In entrambi i casi, ovviamente, il riconoscimento del beneficio (per intero o pro rata temporis) può avvenire previa disapplicazione della disciplina nazionale, in contrasto con l'art. 4, punto 1, dell'Accordo quadro.
Dunque, per ciascuno degli aa.ss. caratterizzati da periodi di servizio di durata complessivamente inferiore a quella sopra indicata (gg. 150 circa), il docente ha diritto - quantificata in
302 giorni la durata delle supplenze “annuali” (sull'organico di fatto) di minor durata, dunque da utilizzarsi quale parametro di riferimento per il calcolo pro rata temporis - a tanti trecentoduesimi della somma complessiva (euro 500,00) spettante per a.s., quanti sono i giorni di durata delle supplenze svolte nello stesso a.s.
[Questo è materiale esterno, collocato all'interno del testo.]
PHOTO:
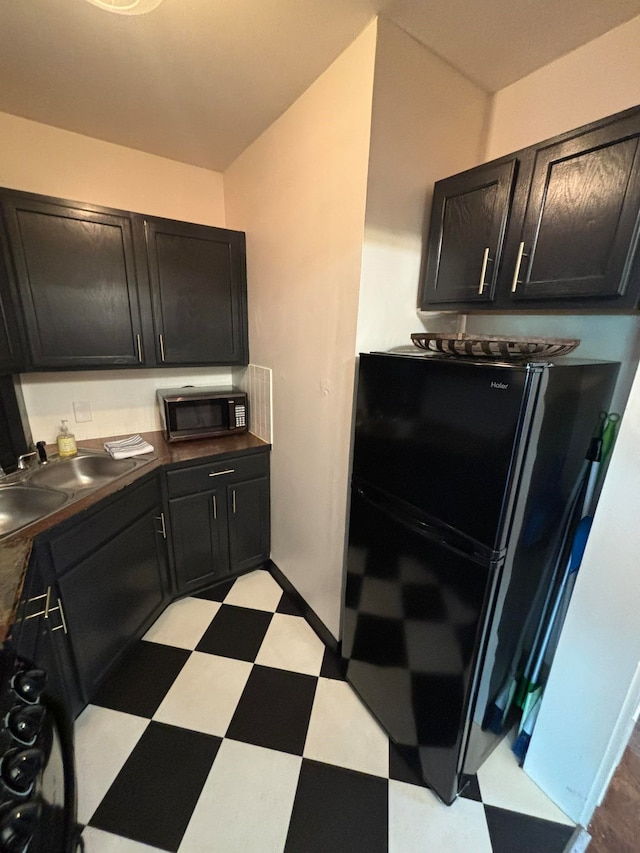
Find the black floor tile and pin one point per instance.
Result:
(235, 632)
(153, 796)
(287, 606)
(511, 831)
(471, 790)
(217, 592)
(274, 709)
(332, 666)
(141, 680)
(338, 810)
Applicando tale parametro di riferimento, deve ritenersi che la posizione della ricorrente vada così riassunta: Parte_1
- per l'a.s. 2021/2022 in cui la ricorrente ha svolto 104 giorni ha diritto al riconoscimento della somma di euro 172,18 (1/302x500x104)
- per l'a.s. 2022/2023 la ricorrente ha diritto al riconoscimento integrale della carta del docente
CO 3. Una volta accertato l'inadempimento del , debbono esaminarsi i rimedi esperibili dai lavoratori a termine.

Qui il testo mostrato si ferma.